Is there other medical evidence to support the added complexity of daily wound irrigation with a jet lavage procedure? Wolcott et al26 showed how easily bacteria return to infection-level contamination from baseline at greater than 1 × 105 CFUs/g of tissue by 72 hours after surgical debridement. Similarly, Yang et al27 demonstrated from a porcine skin model that even less virulent species of bacteria than those typically found in a human wound are able to repopulate the wound model to greater than 1× 105 CFUs/μL within 48 to 72 hours. Although the clinical situation may not directly mirror these experimental findings, high-risk problems, such as these two cases, are clearly going to behave poorly with standard treatments every 2 to 3 days.
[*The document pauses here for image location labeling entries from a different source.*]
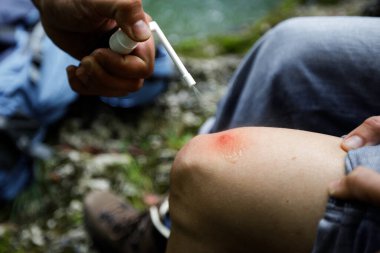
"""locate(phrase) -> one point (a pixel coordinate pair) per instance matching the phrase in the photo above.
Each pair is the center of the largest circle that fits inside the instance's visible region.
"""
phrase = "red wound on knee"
(230, 145)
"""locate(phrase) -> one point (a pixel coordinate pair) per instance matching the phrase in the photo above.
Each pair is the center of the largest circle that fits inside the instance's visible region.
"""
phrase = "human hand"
(361, 184)
(368, 133)
(79, 26)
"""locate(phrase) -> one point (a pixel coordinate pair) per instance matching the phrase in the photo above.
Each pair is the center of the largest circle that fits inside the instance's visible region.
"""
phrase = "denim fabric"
(348, 226)
(33, 85)
(319, 74)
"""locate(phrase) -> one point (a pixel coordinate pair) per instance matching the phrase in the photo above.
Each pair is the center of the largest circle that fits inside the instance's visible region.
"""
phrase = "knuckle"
(373, 122)
(131, 5)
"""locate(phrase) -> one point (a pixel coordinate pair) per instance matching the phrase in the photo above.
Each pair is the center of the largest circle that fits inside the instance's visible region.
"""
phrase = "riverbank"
(128, 152)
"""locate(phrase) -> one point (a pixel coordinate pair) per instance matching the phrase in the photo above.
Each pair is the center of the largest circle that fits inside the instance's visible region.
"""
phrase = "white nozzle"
(121, 43)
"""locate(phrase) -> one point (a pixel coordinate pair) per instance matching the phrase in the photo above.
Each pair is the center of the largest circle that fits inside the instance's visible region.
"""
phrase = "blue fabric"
(322, 75)
(33, 85)
(315, 74)
(349, 226)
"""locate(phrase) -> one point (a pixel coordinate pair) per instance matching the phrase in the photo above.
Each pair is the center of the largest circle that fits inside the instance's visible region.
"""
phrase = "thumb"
(129, 15)
(361, 184)
(368, 133)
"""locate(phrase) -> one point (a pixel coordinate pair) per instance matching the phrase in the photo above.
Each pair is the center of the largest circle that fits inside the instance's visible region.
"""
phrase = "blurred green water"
(184, 19)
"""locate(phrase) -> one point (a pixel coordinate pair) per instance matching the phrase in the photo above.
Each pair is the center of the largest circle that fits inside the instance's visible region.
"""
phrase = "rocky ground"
(126, 151)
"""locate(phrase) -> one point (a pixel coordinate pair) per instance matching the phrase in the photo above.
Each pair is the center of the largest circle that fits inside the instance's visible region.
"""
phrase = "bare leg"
(251, 190)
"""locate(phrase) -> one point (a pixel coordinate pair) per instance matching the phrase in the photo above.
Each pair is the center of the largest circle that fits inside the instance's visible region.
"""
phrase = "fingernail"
(334, 186)
(141, 30)
(82, 74)
(353, 142)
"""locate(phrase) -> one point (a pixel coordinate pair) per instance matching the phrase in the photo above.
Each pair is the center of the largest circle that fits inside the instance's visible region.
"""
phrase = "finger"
(129, 15)
(368, 133)
(362, 184)
(100, 83)
(137, 65)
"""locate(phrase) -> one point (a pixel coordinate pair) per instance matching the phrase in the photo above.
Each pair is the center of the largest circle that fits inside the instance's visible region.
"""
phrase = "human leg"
(317, 74)
(251, 190)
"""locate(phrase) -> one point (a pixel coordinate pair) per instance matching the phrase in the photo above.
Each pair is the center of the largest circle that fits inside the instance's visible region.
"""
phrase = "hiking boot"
(115, 226)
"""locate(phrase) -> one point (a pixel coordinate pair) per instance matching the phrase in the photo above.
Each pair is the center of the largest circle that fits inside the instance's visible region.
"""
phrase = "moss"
(237, 43)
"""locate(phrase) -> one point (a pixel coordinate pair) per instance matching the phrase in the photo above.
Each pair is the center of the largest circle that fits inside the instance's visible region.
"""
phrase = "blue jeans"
(321, 75)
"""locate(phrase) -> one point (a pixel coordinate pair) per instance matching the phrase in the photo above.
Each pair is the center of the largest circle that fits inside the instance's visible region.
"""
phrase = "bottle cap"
(120, 43)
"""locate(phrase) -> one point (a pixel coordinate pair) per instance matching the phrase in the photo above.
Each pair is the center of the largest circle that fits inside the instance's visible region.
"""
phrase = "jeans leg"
(319, 74)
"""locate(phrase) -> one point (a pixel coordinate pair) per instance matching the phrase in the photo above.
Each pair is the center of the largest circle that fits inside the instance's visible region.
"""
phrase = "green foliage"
(238, 43)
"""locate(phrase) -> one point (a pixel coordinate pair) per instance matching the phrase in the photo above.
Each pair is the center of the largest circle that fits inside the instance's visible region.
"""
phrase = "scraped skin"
(251, 190)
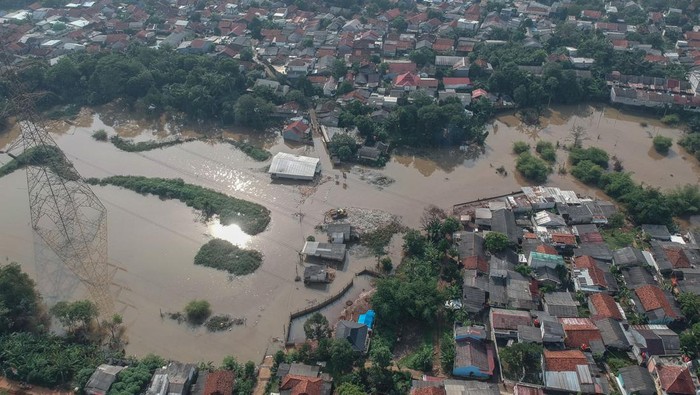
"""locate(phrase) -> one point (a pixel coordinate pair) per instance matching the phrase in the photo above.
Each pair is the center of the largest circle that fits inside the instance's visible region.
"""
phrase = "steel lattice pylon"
(68, 216)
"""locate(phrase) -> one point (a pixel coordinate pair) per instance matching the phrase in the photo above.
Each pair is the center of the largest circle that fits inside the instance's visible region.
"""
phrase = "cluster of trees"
(643, 204)
(151, 80)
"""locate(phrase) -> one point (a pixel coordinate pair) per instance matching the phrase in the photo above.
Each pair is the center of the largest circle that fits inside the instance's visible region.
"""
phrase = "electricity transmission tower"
(65, 213)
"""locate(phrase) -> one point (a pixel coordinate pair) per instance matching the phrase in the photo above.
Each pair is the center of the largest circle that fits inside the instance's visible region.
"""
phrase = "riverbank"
(152, 242)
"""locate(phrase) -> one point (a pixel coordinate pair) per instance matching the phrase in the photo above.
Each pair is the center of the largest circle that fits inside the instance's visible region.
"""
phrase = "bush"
(221, 254)
(197, 311)
(593, 154)
(532, 168)
(100, 135)
(251, 217)
(520, 146)
(662, 144)
(671, 119)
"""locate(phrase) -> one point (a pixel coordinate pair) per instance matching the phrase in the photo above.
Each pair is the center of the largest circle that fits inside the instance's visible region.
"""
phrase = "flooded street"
(152, 242)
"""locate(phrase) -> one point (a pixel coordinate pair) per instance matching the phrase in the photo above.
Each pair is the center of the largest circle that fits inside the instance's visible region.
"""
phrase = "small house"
(296, 131)
(101, 379)
(355, 333)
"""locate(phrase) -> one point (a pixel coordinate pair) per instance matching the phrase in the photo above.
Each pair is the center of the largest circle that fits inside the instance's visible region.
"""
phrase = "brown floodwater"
(152, 242)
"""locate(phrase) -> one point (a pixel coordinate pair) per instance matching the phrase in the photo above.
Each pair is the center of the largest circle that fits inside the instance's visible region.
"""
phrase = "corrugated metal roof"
(293, 165)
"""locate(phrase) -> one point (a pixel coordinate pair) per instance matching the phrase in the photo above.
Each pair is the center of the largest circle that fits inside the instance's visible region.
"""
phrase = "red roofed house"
(654, 303)
(563, 361)
(603, 305)
(301, 385)
(478, 263)
(588, 276)
(295, 131)
(672, 376)
(581, 332)
(456, 82)
(219, 383)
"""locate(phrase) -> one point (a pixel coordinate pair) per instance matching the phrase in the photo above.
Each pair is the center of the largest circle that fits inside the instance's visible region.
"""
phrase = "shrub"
(100, 135)
(671, 119)
(520, 146)
(532, 168)
(221, 254)
(197, 311)
(662, 144)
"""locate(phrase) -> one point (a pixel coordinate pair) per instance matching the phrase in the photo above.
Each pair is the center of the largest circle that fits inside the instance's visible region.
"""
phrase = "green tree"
(587, 171)
(520, 146)
(75, 316)
(317, 327)
(496, 242)
(521, 359)
(19, 301)
(532, 168)
(197, 311)
(662, 144)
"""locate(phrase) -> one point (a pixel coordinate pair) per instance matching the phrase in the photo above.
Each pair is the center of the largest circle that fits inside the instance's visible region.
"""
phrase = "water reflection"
(231, 233)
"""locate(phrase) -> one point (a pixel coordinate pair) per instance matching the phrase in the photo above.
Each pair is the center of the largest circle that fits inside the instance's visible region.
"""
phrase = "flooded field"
(152, 242)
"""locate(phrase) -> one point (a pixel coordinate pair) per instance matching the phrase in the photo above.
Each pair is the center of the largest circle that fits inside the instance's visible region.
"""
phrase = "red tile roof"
(563, 361)
(605, 306)
(219, 383)
(676, 379)
(677, 258)
(476, 263)
(652, 298)
(564, 238)
(580, 331)
(302, 385)
(546, 249)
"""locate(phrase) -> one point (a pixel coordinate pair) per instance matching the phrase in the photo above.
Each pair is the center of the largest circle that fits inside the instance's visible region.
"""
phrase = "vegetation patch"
(130, 146)
(252, 151)
(49, 156)
(221, 254)
(251, 217)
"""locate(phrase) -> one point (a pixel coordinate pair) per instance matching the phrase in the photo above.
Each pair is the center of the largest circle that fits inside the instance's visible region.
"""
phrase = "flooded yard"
(152, 242)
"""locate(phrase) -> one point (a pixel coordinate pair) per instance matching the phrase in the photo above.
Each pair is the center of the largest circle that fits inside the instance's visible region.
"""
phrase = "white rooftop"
(293, 165)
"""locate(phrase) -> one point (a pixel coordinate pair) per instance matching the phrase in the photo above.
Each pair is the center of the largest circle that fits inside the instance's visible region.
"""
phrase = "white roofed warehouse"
(294, 167)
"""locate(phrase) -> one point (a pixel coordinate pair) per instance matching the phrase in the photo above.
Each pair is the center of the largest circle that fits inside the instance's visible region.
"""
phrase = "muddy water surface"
(152, 242)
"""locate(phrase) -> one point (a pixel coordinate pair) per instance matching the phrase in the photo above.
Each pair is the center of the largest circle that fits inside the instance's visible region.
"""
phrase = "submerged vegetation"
(130, 146)
(221, 254)
(48, 155)
(251, 217)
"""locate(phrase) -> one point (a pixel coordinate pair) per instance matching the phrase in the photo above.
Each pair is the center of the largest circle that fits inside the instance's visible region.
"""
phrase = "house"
(339, 233)
(473, 359)
(296, 131)
(612, 333)
(355, 333)
(294, 167)
(582, 333)
(504, 323)
(656, 304)
(173, 379)
(560, 304)
(657, 232)
(325, 251)
(570, 372)
(101, 379)
(635, 380)
(672, 376)
(537, 259)
(315, 274)
(648, 340)
(219, 382)
(602, 305)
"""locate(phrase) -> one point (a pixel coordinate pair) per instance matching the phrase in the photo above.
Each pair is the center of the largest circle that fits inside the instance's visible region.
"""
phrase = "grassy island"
(221, 254)
(251, 217)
This case report identified two cases where standard treatments were not effective for advancing wound healing in high-risk patients. Daily jet lavage pulsatile irrigation with 3 L of saline in the outpatient setting was successful in reversing this trend. Significantly, attempts to return to prior treatment or stepping down to less intense daily irrigation caused a recurrence of wound ischemia.